We saw Intermorphic’s fascinating generative music engine noatikl at the end of last year. It’s the “spritual successor” to the Koan generative system used by Brian Eno in 1996. Read up and see the videos here:
noatikl: New Generative Music Engine, So You Can Rock Out Like Eno
They’ve got various videos showing off what the results can be like, including the one at top, which combines noatikl and Apple’s Logic 8 synths. If you’re interested in learning more, Intermorphic has a page with some background on generative music with comments from pioneer Eno:
generative music @ Intermorphic
Enter iPhone, Mobile
Here’s where this all goes mobile. Wonderful mobile music site Palm Sounds notes that Mixtikl will allow on-the-go music production for a variety of platforms.

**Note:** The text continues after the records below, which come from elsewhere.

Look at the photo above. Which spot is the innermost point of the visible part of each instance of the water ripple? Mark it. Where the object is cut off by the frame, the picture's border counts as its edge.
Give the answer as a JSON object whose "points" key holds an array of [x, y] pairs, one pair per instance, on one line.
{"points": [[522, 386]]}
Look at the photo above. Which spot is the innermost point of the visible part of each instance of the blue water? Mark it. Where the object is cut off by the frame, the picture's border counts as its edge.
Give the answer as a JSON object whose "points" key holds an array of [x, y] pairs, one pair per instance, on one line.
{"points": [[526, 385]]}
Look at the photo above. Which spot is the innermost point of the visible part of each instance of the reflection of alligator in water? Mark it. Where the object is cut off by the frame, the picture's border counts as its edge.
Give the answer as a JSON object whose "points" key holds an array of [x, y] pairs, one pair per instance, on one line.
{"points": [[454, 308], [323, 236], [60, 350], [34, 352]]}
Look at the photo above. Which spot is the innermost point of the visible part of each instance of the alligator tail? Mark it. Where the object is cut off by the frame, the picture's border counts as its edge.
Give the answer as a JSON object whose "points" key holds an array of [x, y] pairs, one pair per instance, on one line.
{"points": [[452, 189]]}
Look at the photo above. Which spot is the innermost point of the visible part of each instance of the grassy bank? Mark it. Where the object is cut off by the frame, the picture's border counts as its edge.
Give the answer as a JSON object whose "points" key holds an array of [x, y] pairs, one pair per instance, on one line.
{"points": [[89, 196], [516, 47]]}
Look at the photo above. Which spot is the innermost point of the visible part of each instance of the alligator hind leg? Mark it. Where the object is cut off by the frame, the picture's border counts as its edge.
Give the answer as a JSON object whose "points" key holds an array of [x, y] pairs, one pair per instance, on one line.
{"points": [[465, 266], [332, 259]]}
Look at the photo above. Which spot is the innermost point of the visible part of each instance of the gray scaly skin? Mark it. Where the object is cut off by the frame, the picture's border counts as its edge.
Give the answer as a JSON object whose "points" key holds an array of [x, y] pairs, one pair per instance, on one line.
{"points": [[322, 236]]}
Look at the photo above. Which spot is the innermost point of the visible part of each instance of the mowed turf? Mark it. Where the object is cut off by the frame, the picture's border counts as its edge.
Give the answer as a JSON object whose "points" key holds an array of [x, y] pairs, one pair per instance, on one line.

You’ll be able to work on your Mac and Windows PC VST/AU host, but you’ll also be able to support:
- Windows Mobile 5, 6
- iPhone, iPod Touch
- Symbian Series 60 V2/3 smartphone
- Antix Game Player
The basic idea is a music tool that blends generative music tools and playback with access more traditional loops and patterns.
Mobile functions will include:
- Generative music playback and creation alongside loops, MIDI, and modular synths and effects
- Quick mixing with selectable sources/loops and effects, and preset generative players
- Cell-based performance mixers
- Synth sound editing
- Effect and “network” editing
- Packaging for export
Intermorphic’s Peter Cole also tells us that non-commercial licenses for noatikl are automatically being upgraded to commercial-use launch — and price cuts are coming on all the products.
Now, I have heard lots of skepticism about generative music in general, in everything from games to composition to live performance. But I’d remember, too, that this approach to music is really new. Eno’s 1996 iteration was revolutionary at the time, and few have followed. The enabling technologies have only recently fallen into place. And whereas most musical creation systems have plenty of existing precedents from linear analog tape and mixing decks to musical notation, generative music requires new ways of thinking. So I’m very interested to see what happens. And while this didn’t get a demo onstage at WWDC’s iPhone bash today, it could wind up meaning deeper things for music in the future than even iPod.